By now, every data-driven business understands the value and role of a data warehouse as the central repository of an enterprise’s data, providing a trusted source of data that can be used for analysis, reporting and analytics across the organisation.
Some of the key characteristics as well as challenges of a data warehouse today include:
- Data integration: Integrating different types of data across multiple data formats, platforms and technologies.
- Historical data views: Providing reliable data lineage, to facilitate point in time reporting and analytical trends and predictions.
- Master and reference data: No data analysis or reporting can have value without a clear understanding of the underlying data, as well as a common vocabulary.
- Data quality: The importance of data quality for a data warehouse cannot be overstated. The quality of reports and analytics are only as good as the quality of the underlying data.
- Optimisation: Changing and enhancing the original structure of incoming data that was originally optimised for data transfer, bulk storage, or OLTP performance, to rather be optimised for OLAP.
- Competing methodologies: Choosing the most appropriate data warehouse design methodology. This was normally a choice between Inmon and Kimball; however, more recently includes choices such as Data Vault, as well as newly emerging options for cloud and big data implementations.

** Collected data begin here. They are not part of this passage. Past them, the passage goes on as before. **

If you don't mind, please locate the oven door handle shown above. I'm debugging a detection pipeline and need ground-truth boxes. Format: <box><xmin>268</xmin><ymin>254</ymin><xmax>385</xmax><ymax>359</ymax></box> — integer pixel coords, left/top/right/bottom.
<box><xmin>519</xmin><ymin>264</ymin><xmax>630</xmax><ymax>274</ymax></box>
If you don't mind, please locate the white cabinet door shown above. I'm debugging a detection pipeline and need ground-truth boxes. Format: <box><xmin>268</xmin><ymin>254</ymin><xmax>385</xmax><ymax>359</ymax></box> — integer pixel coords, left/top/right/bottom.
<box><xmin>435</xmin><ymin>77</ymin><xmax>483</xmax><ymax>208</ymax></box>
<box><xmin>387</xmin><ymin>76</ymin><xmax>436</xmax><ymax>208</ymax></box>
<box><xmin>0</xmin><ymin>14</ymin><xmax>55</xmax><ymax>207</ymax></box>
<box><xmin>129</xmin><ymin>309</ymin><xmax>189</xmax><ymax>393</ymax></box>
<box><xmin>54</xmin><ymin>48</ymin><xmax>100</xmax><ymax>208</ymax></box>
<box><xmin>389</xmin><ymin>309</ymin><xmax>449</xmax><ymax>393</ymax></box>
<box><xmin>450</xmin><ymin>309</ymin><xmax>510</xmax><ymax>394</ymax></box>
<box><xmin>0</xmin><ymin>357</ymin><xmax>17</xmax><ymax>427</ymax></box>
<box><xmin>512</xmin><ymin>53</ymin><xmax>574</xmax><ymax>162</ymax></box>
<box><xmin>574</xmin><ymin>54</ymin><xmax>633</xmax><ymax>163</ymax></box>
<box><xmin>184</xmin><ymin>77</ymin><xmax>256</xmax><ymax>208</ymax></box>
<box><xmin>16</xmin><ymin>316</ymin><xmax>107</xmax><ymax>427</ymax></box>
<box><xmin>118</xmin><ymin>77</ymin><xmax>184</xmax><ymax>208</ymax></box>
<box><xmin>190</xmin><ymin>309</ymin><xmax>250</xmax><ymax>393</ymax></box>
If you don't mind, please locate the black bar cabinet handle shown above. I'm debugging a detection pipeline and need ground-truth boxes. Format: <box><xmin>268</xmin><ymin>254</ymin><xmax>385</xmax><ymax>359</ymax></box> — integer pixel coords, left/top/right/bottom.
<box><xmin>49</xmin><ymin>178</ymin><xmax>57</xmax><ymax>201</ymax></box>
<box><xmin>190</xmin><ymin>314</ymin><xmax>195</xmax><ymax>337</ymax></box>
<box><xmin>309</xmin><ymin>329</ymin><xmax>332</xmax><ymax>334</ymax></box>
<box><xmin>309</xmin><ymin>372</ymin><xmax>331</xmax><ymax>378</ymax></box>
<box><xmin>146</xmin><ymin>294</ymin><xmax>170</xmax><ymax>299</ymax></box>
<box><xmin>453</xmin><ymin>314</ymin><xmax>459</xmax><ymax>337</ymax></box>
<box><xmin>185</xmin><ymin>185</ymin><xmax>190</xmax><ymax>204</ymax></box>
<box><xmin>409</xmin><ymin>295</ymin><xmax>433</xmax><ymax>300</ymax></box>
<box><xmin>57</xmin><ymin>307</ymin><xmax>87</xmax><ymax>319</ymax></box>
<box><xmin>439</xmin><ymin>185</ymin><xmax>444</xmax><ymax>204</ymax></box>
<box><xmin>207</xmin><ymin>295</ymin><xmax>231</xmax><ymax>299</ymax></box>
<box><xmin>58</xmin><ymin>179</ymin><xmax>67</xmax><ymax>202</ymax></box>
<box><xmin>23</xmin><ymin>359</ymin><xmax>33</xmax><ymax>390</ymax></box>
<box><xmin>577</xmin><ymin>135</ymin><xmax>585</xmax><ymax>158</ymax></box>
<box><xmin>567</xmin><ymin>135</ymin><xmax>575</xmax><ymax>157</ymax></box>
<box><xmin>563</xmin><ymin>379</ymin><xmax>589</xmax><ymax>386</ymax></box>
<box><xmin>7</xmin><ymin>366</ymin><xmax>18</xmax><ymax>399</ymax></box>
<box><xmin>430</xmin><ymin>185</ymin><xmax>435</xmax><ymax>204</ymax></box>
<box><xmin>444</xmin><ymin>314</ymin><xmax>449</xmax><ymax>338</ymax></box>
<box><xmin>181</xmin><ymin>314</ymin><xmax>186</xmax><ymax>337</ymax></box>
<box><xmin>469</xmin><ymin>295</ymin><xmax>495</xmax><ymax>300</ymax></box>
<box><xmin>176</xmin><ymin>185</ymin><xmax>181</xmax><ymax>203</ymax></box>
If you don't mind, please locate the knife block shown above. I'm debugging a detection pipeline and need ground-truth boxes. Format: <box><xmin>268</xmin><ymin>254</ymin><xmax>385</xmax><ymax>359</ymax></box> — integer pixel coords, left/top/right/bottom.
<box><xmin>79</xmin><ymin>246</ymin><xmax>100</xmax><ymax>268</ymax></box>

Time and consistent investment
As you would expect from reading these items, implementing a data warehouse is a complex process that needs to be thoroughly understood and mapped out. There are numerous factors and criteria that need to be considered, and many scenarios that can and will increase complexity of implementation.
As a result, the analysis, design, development, testing and implementation of a data warehouse is for most businesses a lengthy process. For a large corporate, three years is not an unreasonable length of time for the development of an enterprise data warehouse.

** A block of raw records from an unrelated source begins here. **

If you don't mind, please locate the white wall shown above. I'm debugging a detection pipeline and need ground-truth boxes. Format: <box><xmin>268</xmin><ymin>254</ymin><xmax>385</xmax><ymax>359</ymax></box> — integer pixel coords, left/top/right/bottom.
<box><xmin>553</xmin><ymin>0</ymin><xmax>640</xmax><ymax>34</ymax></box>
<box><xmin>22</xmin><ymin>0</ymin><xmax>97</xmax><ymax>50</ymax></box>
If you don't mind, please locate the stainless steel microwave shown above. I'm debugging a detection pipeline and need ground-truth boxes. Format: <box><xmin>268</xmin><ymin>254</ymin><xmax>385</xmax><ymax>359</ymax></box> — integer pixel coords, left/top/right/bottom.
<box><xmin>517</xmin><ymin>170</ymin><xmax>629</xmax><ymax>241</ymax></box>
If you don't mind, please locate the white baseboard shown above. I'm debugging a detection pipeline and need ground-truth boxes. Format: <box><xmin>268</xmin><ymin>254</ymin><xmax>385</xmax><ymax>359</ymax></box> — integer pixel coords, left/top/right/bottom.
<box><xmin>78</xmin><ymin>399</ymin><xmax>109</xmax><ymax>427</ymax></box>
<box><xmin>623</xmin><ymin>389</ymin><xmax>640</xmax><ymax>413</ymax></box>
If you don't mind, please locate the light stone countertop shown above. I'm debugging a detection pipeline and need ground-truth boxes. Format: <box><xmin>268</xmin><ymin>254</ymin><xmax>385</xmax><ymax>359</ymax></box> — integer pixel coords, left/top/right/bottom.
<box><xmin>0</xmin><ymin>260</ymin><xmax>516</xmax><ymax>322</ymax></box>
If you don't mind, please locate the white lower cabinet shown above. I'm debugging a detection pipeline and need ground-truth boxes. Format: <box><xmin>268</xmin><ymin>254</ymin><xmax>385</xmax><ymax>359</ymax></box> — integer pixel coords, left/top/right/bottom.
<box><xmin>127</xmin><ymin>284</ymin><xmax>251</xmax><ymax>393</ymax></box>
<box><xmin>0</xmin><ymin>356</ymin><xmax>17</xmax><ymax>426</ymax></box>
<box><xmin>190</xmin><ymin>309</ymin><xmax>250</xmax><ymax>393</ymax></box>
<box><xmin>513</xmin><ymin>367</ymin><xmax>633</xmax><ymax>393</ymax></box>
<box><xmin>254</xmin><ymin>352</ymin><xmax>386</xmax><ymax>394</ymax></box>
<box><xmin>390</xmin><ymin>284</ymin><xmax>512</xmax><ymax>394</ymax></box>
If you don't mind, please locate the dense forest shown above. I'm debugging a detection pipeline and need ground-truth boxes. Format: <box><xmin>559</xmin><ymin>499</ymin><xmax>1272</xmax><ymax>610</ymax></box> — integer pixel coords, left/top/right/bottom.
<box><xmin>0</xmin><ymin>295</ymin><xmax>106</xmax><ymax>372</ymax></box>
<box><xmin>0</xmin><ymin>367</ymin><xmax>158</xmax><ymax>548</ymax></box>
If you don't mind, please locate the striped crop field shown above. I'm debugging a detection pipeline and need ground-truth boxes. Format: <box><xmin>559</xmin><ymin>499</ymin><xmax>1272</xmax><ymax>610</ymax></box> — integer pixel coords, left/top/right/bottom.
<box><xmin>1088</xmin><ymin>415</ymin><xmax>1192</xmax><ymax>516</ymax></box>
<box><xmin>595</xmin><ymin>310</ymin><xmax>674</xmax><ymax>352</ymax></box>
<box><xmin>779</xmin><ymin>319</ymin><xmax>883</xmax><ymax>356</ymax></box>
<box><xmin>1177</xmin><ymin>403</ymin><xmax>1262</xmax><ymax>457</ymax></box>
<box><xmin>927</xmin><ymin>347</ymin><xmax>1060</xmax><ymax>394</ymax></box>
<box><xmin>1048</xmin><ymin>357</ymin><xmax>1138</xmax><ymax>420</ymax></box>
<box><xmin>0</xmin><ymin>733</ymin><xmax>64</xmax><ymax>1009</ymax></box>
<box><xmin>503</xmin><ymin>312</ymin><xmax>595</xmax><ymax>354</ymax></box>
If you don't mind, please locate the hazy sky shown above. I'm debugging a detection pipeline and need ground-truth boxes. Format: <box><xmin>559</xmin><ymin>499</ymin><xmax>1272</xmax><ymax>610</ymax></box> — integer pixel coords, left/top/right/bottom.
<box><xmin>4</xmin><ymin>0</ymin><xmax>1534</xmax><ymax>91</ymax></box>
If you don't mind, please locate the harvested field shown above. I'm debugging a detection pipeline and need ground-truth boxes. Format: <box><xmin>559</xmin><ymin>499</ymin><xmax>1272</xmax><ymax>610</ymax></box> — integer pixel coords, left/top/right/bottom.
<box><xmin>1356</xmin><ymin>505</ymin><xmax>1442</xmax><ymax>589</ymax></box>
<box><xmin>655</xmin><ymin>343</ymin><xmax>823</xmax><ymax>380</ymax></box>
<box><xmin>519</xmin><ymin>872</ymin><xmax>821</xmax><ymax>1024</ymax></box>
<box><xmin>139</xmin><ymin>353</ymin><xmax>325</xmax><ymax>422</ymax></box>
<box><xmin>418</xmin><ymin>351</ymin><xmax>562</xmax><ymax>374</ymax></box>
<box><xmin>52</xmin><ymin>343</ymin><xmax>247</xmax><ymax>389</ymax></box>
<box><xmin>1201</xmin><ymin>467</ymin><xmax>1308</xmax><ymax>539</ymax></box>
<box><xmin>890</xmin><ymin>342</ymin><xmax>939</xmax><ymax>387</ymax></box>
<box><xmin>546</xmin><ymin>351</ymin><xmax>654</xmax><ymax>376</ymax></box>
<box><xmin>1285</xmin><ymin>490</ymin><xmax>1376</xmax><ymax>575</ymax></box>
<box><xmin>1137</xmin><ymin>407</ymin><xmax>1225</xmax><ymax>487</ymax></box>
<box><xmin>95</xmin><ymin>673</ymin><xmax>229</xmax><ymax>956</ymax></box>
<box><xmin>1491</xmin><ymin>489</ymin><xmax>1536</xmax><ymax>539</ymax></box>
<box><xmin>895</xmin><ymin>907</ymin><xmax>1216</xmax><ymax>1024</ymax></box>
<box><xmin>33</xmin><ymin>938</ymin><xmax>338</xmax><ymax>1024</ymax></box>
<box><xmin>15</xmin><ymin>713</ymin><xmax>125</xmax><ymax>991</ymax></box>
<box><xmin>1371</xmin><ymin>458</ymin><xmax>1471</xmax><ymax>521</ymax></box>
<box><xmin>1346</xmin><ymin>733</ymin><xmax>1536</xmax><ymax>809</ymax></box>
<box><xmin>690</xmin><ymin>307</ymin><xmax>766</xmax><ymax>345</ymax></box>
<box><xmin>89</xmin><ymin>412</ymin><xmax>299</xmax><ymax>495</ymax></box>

At the end of this time period, even with a fully developed data warehouse, the development does not end. As the business continues to change, transforming digitally, implementing new systems, upgrading old systems, forming new divisions, merging with other companies, restructuring existing companies; all of these aspects affect the data warehouse.
The importance of data quality for a data warehouse cannot be overstated.
This requires a continuous, significant investment in the data warehouse, to keep it current and in sync with the current state of the business.
Over and above this, the data warehouse also requires constant maintenance and monitoring, ensuring day to day support and operations keep the data in the data warehouse constantly available for use and to ensure data warehouse success.
Considering the problem of metadata
The data warehouse life cycle involves defining business requirements, information requirements, information models, source to target mapping specifications, physical model implementation, solution design and standards creation, ETL development, testing, logging, deployment between environments, and finally maintenance and support.
The key take-away from this is that there are numerous steps required along the software development life cycle (SDLC). Each of these steps gathers its own metadata. The further one goes down the list of activities, the greater the volume of metadata that is generated.
Once deployed, the solution generates still more metadata in the format of audit logs and metrics, that record the performance and health status of the solution.
The challenge this poses to the data warehouse is that all this meta data is disparate and disjointed. It can reside in spreadsheets, documents, collaboration portals, or even within various tools, such as ETL tools, testing tools, even metadata management tools.
In fact, often, all this metadata gathers like an avalanche, gaining volume and momentum, but with only rare exceptions, this metadata remains disjointed, and only descriptive in nature.
The metadata itself never serves any additional higher, functional purpose. It represents a sunk cost, with little real value being delivered to the business.
Change the paradigm
Data warehouse automation, however, can flip this scenario completely on its head. It challenges the status quo, and asks why expensive human resources must continuously, repetitively perform the same actions over and over.
It challenges the wastefulness of gathering and storing metadata that serves no higher purpose.
With data warehouse automation, optimisation, efficiency and reuse become the new status quo within the data warehouse.
The concept of “sweating the asset” becomes the new normal. Metadata that is generated is centralised and is used in conjunction with standards, templates, frameworks and utilities, to optimise and automate as much of the data warehouse life cycle as is possible.
In this new paradigm, metadata is no longer simply gathered and stored. The metadata used to define the requirements and physical properties of the solution are instrumental in the dynamic generation of the resulting solution.
This refers to a model-driven development approach. The design of the target solution, with its associated metadata, is used in conjunction with best practice standards and patterns, to dynamically generate the required solution.
In this paradigm, no metadata is wasted, and all metadata is integrated, shared and reused, enabling multiple use cases along the SDLC.
More and more, corporates are choosing to either buy, or build in-house, data warehouse automation capability. What is clear is that those corporates that commit to this paradigm will have far more efficient, stable and higher quality solutions delivered, at a fraction of the cost.